Paisagem linguística em Natal/RN
no “...coração da selva… de pedra”, contradiscursos e tensões sociais
DOI:
https://doi.org/10.15448/1984-4301.2024.1.46144Palavras-chave:
Paisagem linguística, Contradiscurso, interação, Natal/RNResumo
As cidades são ambientes de interação construídos, sobretudo, pelas marcações da linguagem na cena pública. Assim sendo, questionamos: o que constrói, semanticamente, as práticas discursivas que integram a paisagem linguística do/no bairro Cidade Alta, centro de Natal/RN, sob o prisma da vida social e das relações de poder? Objetivamos, de forma geral, analisar e problematizar quais sentidos são construídos e indexados, tematicamente, em enunciados que compõem a cena pública da paisagem na referida localidade.
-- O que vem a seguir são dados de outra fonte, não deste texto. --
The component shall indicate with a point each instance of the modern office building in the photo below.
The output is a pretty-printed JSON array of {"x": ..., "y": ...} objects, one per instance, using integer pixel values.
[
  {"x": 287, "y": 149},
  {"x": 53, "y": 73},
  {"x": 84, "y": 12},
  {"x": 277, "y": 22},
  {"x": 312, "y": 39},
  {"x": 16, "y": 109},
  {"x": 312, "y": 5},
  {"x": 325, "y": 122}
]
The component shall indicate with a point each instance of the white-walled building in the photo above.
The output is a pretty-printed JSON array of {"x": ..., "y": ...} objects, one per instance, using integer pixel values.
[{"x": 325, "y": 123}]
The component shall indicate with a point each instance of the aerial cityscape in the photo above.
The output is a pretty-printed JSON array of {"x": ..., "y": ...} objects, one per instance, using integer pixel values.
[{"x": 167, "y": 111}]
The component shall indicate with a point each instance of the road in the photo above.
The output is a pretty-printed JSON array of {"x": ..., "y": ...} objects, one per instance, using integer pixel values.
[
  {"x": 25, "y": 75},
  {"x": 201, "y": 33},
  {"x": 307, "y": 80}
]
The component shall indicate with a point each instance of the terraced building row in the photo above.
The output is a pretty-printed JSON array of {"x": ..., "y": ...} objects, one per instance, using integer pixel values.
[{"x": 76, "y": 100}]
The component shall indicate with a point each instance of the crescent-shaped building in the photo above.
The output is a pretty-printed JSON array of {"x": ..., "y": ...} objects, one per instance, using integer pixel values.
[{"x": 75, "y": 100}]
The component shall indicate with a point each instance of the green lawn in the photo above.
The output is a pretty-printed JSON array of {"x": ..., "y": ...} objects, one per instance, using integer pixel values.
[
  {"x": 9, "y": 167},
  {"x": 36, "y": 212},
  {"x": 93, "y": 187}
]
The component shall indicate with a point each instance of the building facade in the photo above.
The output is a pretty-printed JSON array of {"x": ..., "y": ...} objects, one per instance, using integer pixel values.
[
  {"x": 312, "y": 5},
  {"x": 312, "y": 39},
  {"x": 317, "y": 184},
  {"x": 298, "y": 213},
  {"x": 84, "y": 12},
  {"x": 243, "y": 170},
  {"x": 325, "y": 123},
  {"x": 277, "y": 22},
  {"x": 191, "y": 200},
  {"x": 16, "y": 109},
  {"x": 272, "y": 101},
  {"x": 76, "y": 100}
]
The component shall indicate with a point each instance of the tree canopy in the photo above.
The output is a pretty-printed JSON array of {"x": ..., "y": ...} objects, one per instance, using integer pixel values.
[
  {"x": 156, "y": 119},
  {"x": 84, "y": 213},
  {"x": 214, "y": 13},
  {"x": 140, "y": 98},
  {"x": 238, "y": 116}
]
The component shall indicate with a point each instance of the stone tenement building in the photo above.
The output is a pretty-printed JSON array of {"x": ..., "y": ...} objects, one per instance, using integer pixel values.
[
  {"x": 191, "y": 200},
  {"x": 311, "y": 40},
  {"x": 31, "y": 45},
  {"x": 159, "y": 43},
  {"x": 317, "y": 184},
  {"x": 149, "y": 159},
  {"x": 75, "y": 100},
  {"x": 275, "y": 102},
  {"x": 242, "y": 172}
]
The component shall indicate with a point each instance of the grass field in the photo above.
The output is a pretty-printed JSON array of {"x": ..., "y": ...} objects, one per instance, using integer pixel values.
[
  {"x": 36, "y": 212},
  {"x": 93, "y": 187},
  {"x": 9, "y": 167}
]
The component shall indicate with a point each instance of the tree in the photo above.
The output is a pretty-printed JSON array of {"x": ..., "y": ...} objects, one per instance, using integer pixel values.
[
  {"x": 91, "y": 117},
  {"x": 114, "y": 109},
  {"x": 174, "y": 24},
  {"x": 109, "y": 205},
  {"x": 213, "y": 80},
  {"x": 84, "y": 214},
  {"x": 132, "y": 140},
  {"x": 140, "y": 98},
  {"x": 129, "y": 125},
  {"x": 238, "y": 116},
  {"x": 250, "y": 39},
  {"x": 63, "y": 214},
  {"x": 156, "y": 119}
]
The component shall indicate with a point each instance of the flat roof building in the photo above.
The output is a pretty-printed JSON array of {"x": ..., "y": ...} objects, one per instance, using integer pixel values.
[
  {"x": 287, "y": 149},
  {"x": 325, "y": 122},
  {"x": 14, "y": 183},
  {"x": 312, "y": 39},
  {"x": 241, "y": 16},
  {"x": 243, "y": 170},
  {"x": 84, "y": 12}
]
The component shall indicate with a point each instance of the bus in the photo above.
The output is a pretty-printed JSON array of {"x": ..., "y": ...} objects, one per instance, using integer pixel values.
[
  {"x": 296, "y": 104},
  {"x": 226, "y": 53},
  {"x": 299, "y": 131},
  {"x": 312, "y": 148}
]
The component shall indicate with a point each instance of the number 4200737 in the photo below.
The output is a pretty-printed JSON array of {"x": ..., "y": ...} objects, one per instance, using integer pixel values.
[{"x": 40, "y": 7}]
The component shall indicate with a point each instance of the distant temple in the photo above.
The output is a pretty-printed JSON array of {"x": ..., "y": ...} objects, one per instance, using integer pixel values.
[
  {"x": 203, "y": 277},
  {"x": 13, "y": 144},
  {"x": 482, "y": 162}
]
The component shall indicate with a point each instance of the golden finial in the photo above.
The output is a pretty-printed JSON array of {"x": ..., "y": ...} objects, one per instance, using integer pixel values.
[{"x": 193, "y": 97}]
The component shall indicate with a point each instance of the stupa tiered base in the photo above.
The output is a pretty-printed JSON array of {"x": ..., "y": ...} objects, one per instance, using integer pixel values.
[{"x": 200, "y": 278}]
Para tal, filiamo-nos, teoricamente, à Linguística Aplicada crítico-transgressiva e indisciplinar, com base em Moita Lopes (2006) e Pennycook (1998, 2006), da qual empreendemos uma leitura enunciativo-discursiva, com base nas proposições do Círculo de Bakhtin em Bakhtin (2011) e Volóchinov (2018, 2019). No trabalho, dialogamos com os estudos sobre paisagem linguística em Blommaert (2013), Shohamy e Gorter (2009); sobre a cidade em Pennycook e Otsuji (2015); e sobre a historiografia dos espaços em Albuquerque Jr. (Live, 2020). O corpus de análise foi gerado mediante registros fotográficos da paisagem linguística (PL) no bairro supracitado. Por fim, a investigação aponta que a paisagem em questão é construída por contradiscursos que tematizam ao estabelecer relações dialógicas com a vida social e redes discursivas, além de questões de sexualidade.